井端監督は記者会見で、「ほとんどの投手が直球をはじき返された。ベネズエラの打者にすごく力があった」と力負けを認めざるを得ませんでした。監督は大会前、「球が強い先発投手を多めに入れている」と投手陣を強みと位置づけていましたが、その構想は実らず、ベネズエラ打線にことごとく打ち崩されました。
ベネズエラの救援左腕デヘススが大活躍
一方、ベネズエラは2番手以降の6投手が無失点と、救援陣の安定感が光りました。特に大きかったのは4回から登板した3番手のデヘスス(タイガース)の働きです。一死一、二塁のピンチで大谷を迎え、ストライク先行でペースを握り、外のカットボールで空振り三振に仕留めました。続く佐藤も同じくバットに空を切らせ、ピンチを脱出。デヘススは2回1/3を投げて今大会2勝目を挙げました。

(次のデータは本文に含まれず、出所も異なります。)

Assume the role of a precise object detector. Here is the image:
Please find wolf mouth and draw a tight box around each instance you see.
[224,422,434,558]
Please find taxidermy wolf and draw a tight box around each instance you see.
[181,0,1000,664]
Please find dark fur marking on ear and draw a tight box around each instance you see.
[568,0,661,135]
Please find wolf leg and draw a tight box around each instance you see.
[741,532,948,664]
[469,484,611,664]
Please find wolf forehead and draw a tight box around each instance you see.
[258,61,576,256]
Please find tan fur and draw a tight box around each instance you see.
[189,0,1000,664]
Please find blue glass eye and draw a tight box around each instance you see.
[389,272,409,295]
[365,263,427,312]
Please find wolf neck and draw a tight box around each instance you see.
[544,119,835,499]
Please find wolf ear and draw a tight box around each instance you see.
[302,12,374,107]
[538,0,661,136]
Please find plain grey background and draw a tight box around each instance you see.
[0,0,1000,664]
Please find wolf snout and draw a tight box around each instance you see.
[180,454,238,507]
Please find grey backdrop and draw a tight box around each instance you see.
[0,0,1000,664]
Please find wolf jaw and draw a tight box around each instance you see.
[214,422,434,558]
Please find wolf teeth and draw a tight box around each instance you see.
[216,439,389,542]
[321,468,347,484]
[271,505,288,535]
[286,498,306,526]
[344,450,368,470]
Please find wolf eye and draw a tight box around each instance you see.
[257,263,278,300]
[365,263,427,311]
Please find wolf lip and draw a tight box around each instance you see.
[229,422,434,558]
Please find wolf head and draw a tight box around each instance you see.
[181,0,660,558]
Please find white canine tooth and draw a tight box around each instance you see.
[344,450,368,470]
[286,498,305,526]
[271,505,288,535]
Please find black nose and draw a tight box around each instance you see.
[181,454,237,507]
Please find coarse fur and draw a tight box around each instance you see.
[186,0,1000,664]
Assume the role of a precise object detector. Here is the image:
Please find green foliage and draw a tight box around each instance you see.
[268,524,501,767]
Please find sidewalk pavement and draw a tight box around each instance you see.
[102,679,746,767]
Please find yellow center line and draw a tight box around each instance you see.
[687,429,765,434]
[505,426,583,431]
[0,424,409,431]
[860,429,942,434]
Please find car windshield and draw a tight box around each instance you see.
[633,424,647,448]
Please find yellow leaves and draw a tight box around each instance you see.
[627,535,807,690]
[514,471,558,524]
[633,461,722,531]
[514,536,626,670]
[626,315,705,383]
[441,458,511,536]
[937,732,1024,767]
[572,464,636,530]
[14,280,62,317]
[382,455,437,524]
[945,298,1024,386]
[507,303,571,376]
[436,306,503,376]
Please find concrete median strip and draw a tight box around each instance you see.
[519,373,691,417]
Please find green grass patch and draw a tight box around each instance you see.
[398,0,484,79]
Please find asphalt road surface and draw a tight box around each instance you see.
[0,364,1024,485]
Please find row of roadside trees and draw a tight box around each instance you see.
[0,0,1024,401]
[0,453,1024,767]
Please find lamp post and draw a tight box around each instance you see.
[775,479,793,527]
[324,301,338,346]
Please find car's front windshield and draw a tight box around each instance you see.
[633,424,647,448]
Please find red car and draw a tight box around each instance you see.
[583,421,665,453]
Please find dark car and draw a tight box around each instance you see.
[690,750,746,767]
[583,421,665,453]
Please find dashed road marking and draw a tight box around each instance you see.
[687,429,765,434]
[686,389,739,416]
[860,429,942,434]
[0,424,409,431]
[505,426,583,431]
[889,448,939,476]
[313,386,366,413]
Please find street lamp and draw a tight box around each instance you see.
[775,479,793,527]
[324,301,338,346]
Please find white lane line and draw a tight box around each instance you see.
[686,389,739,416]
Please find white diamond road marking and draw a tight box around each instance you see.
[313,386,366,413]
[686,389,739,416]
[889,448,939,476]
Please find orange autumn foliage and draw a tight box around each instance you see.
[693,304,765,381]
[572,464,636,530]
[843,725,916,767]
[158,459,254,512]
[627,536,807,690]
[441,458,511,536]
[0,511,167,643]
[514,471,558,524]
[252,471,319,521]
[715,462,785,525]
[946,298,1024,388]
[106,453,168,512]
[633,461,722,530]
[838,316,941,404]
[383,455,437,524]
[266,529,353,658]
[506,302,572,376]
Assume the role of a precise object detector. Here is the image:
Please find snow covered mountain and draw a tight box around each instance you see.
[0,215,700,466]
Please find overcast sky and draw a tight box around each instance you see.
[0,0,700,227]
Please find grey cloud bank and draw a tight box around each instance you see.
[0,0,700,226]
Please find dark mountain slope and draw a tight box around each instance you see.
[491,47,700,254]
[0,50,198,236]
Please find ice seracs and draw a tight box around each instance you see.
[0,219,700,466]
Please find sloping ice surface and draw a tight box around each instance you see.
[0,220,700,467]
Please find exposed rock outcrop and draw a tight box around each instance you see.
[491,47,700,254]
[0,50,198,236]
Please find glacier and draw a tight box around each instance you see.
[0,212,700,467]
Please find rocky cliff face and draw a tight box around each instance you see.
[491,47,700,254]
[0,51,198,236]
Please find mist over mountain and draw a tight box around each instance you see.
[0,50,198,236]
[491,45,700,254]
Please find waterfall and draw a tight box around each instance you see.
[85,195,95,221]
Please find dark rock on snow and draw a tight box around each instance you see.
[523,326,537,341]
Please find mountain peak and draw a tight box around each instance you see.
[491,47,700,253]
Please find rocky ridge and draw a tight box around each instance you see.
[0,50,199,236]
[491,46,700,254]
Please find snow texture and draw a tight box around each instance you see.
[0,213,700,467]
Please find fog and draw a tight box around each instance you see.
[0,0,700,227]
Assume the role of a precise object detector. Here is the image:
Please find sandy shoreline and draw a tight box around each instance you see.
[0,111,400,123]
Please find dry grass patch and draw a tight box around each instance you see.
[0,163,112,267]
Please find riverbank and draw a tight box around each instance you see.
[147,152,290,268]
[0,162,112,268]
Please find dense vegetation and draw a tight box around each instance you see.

メジャーでの実績は乏しく、昨季までは韓国でプレーした29歳の左腕が、この重要な場面で大仕事をやってのけました。ロペス監督は「私たちは元々、強豪国だ。日本に勝ったから強豪国になったわけではない」とコメントし、チームの自信を示しました。
今後の課題と展望
今大会では本塁打数が増加する傾向にあり、力と力のぶつかり合いにも負けない投手力の強化が、国際大会を勝ち抜くカギになるかもしれません。日本は救援陣を巡り、メンバー決定後に平良(西武)、石井(阪神)、松井(米パドレス)と故障による辞退者が相次いだ事情もあり、不安を残して大会を迎えました。追加招集された隅田は「準備はできていたので、やはり力不足。次は圧倒できるようになって挑戦したい」と反省の言葉を述べています。
この敗戦は、侍ジャパンにとって痛手となりましたが、今後の国際大会に向けた貴重な教訓となるでしょう。野球ファンは、次なる挑戦に期待を寄せています。